The authors of The Penguin Guide to Jazz awarded the album 4 stars, and stated that the music addresses "those moments when language cedes to silence, non-communication and sheer physicality... Parker can be heard experimenting with duration, changing the colour of sound even as pitches are sustained, but also using multiphonics to collapse the vertical organization of jazz... in favour of sounds that have mass but no single obvious direction and destination."

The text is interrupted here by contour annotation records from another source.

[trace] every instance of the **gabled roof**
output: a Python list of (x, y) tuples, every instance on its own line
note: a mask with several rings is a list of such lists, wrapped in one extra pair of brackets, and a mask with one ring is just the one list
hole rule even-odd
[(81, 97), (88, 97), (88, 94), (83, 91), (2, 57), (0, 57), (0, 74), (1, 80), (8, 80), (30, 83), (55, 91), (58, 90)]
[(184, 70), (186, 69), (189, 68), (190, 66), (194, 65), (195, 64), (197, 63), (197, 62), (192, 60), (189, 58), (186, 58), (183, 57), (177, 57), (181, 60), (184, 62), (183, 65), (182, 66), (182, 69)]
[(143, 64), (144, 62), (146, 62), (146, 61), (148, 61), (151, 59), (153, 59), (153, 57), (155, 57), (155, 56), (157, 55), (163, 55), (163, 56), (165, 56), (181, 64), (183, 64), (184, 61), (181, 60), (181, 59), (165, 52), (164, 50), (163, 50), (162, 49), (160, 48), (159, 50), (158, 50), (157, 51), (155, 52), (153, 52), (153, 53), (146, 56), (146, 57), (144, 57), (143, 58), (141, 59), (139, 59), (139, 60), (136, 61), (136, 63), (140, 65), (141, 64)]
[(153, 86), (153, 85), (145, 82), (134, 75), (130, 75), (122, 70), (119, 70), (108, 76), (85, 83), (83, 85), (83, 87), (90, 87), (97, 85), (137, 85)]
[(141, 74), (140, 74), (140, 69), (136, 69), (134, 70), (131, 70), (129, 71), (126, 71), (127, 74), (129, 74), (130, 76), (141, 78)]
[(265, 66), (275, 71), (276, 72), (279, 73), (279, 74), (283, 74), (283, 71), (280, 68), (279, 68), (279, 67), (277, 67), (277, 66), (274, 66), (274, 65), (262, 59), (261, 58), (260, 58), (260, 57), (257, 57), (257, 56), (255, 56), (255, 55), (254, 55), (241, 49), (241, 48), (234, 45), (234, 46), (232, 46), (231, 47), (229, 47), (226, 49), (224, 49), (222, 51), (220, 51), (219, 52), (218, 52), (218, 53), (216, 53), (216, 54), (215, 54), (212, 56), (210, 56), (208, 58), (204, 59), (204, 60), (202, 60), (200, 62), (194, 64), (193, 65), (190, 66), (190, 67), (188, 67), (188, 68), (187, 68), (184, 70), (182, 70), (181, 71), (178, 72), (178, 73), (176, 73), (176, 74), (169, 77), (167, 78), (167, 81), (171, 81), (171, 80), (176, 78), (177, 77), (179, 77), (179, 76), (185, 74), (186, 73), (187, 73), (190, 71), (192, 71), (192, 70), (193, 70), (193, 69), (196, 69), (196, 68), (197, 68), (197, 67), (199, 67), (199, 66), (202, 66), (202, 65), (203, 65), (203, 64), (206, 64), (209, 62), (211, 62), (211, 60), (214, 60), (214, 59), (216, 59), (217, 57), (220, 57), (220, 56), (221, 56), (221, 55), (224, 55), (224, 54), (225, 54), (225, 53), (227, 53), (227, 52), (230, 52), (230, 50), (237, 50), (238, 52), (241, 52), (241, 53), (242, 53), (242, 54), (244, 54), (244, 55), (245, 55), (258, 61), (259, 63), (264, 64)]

Writing for All About Jazz, Martin Longley commented: "Parker is intent on a relentless investigation of sustained high-pitch kettle-whistling tones, expertly manipulated into diamond hardness. He's also using space and restraint between the multiphonic events, often isolating sounds for single-minded savoring... He plays as if possessed... The listener is right there, on site, as these new approaches are being explored... this vintage set can be characterized as a rupturing outburst, directed with steely control." AAJ's John Eyles stated: "Those 'Aerobatics' titles were well chosen; Parker performs the musical equivalents of looping the loop, barrel rolling and spinning, defying gravity. And to do so, he needed concentration and stamina equal to any stunt pilot... this is not only of historical interest but also fine music in its own right."

Professional ratings
Review scores
| Source | Rating |
| AllMusic | Star Half star |
| The Penguin Guide to Jazz | Star |

==Track listing==
===1976 and 2021 LP releases===
1. "Aerobatics 1" – 16:20
2. "Aerobatics 4" – 3:48
3. "Aerobatics 2" – 6:30
4. "Aerobatics 3" – 14:25

===1995 and 2009 CD releases===
1. "Aerobatics 1" – 16:24
2. "Aerobatics 2" – 6:33
3. "Aerobatics 3" – 14:29
4. "Aerobatics 4" – 3:46
5. "Aerobatics 5 'The light of the understanding and the fire'" – 6:57
6. "Aerobatics 6 'Equinox, memorable equinox'" – 3:54
7. "Aerobatics 7 'Shadows of the evening'" – 1:44
8. "Aerobatics 8 'The dark nurse'" – 5:25
9. "Aerobatics 9 'Not with the fire in me now'" – 2:23
10. "Aerobatics 11 'Shadows of the opus... magnum'" – 6:01
11. "Aerobatics 12 'The vision at last'" – 0:10
12. "Aerobatics 13 'And the aspirations'" – 3:34
13. "Aerobatics 14 'And the resolutions'" – 6:58

- Tracks 1–3 recorded at the Unity Theatre in London on June 17, 1975. Remaining tracks recorded at the FMP Studio in Berlin on September 9, 1975. "Aerobatics 10 'Crest of the wave or thereabouts'", also recorded in Berlin on September 9, 1975, and missing from Saxophone Solos, was included in Collected Solos (Cadillac, 1989).